The corresponding architecture changes are illustrated in Figure 20-12. Notice that in addition to two queue channels (one for the nurses and one for self-service patients), there is a new service called the Diagnostics Outbreak Cache Server that handles all requests related to a particular outbreak or flu-related question. With this architecture in place, the limiting factor was removed (calls to the diagnostics engine), allowing for tens of thousands of concurrent requests. Without a risk storming effort, this risk might not have been identified until an outbreak or flu season happened.
Security
Encouraged by the results and success of the first two risk storming efforts, the architect decides to hold a final risk storming session on another important architecture characteristic that must be supported in the system to ensure its success—security. Due to HIPAA regulatory requirements, access to medical records via the medical record exchange interface must be secure, allowing only nurses to access medical records if needed. The architect believes this is not a problem due to security checks in the API gateway (authentication and authorization) but is curious whether the participants find any other elements of security risk.
During the risk storming, the participants all identified the Diagnostics System API gateway as a high security risk (6). The rationale for this high rating was the high impact of admin staff or self-service patients accessing medical records (3) combined with medium likelihood (2). Likelihood of risk occurring was not rated high because of the security checks for each API call, but still rated medium because all calls (self-service, admin, and nurses) are going through the same API gateway. The architect, who only rated the risk as low (2), was convinced during the risk storming consensus activity that the risk was in fact high and needed mitigation.
The participants all agreed that having separate API gateways for each type of user (admin, self-service/diagnostics, and nurses) would prevent calls from either the admin web user interface or the self-service web user interface from ever reaching the medical records exchange interface. The architect agreed, creating the final architecture, as illustrated in Figure 20-13.
The prior scenario illustrates the power of risk storming. By collaborating with other architects, developers, and key stakeholders on dimensions of risk that are vital to the success of the system, risk areas are identified that would otherwise have gone unnoticed. Compare figures Figure 20-9 and Figure 20-13 and notice the significant difference in the architecture prior to risk storming and then after risk storming. Those significant changes address availability concerns, elasticity concerns, and security concerns within the architecture.

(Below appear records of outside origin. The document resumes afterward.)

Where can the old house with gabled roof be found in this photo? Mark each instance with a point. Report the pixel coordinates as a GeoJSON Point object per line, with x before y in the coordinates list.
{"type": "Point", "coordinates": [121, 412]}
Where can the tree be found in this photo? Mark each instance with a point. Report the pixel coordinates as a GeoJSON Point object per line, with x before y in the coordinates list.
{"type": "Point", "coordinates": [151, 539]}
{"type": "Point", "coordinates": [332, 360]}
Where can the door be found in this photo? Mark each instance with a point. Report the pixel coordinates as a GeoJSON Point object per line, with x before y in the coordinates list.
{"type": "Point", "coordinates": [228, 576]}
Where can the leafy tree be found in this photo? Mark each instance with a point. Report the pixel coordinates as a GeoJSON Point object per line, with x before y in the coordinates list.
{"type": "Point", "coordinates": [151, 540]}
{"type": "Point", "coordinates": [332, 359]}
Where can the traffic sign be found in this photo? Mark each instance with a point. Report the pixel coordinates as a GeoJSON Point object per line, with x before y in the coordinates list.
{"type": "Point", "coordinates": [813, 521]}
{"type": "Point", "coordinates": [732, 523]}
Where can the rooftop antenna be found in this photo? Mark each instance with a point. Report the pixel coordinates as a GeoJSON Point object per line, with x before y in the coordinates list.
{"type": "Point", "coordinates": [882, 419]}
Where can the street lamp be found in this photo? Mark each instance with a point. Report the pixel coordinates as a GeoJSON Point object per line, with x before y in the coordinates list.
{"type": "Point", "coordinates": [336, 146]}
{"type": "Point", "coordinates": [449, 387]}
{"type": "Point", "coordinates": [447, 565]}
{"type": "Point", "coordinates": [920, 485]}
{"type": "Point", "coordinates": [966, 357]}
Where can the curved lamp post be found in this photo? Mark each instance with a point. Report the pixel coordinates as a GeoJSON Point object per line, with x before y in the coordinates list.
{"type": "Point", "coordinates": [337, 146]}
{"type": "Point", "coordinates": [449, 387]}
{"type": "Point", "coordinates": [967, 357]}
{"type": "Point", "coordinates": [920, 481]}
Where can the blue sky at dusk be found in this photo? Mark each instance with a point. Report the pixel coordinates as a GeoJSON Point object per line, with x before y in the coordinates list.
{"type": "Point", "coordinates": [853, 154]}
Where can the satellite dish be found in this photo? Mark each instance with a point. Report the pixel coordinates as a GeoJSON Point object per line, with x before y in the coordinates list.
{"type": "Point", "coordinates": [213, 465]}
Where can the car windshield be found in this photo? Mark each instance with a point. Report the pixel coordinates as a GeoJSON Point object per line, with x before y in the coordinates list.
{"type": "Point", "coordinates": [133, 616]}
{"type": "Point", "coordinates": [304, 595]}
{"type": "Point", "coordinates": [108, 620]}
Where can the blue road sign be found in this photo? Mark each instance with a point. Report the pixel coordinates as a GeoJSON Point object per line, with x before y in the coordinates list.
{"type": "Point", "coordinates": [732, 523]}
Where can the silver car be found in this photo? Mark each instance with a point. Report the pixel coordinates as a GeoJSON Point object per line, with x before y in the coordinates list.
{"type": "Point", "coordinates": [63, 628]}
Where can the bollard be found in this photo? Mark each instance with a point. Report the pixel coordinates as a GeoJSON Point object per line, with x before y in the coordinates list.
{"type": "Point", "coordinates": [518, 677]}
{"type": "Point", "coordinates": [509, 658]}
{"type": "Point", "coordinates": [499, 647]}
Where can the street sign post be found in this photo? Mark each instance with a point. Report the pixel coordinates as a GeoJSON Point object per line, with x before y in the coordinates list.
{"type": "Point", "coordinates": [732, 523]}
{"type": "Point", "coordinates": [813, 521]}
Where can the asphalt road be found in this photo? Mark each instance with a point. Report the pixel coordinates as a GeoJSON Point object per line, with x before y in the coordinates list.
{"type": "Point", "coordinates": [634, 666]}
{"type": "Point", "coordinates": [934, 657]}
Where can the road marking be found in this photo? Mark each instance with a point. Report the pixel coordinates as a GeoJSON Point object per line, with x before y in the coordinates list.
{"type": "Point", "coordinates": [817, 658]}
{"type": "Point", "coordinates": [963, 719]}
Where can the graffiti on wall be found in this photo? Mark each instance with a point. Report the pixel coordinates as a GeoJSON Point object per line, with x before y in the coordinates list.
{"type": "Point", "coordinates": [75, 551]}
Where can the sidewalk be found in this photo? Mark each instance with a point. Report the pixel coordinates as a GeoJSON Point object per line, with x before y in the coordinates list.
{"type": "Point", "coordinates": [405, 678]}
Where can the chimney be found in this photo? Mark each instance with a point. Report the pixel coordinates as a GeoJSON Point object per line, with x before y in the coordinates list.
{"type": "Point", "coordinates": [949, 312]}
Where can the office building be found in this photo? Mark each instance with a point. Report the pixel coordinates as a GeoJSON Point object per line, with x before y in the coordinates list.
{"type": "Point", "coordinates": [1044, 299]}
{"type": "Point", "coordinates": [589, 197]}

Risk storming is not a one-time process. Rather, it is a continuous process through the life of any system to catch and mitigate risk areas before they happen in production. How often the risk storming effort happens depends on many factors, including frequency of change, architecture refactoring efforts, and the incremental development of the architecture. It is typical to undergo a risk storming effort on some particular dimension after a major feature is added or at the end of every iteration.